Best of all was the onsite security force, kitted out in bottle green military style uniforms. We called them “Greenies” and they were there to guard this vast swathe of private property. Of course we had no right to be there, so to be chased by the Greenies was the highlight of any day. Especially when they got tooled up with their walkie-talkies and new Honda 50s (“nifty fifties”). What a challenge! We dedicated ourselves to annoying the Greenies. Whenever any of us met up outside of Belfield, the first topic of conversation was always the latest scrape anyone had gotten into while escaping from the Greenies.
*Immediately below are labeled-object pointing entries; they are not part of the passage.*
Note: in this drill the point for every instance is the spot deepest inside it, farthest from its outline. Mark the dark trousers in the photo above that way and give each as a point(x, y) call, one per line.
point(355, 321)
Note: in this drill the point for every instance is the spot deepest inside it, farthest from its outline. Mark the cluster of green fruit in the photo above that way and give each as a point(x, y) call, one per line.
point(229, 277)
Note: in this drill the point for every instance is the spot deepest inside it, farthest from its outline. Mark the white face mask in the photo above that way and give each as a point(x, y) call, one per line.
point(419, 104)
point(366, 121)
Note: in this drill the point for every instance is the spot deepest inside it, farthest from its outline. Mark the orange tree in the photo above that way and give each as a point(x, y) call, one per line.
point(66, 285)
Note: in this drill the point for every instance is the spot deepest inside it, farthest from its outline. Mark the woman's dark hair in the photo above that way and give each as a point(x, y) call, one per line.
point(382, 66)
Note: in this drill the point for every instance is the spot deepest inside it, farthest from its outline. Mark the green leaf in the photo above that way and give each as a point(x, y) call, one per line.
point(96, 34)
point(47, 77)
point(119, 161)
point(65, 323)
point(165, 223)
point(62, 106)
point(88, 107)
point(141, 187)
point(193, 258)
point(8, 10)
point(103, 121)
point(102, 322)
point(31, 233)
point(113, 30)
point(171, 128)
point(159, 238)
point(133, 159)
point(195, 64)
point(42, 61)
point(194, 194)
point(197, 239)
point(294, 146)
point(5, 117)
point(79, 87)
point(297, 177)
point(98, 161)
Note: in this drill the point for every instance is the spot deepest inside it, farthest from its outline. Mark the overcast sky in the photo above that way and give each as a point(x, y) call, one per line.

We christened the head Greenie “Blakey” after the Hitler lookalike character in the 1970s TV comedy “On the Buses”. Our daily mission, all summer long, was to cook up schemes to drive Blakey out of his mind but not get caught. In our minds, we were heroic characters from the War movies often shown at school on Friday nights – Bridge Over the River Kwai, 633 Squadron, The Great Escape, you name it. We acted it all out on this life-sized canvas, complete with an enemy force always trying to catch us –  it was Great Escape from the Greenies. Usually the trick to escaping was to run as hard & fast as possible, then split up into a dozen different directions, leaving the pursuing Greenie baffled as to his next move.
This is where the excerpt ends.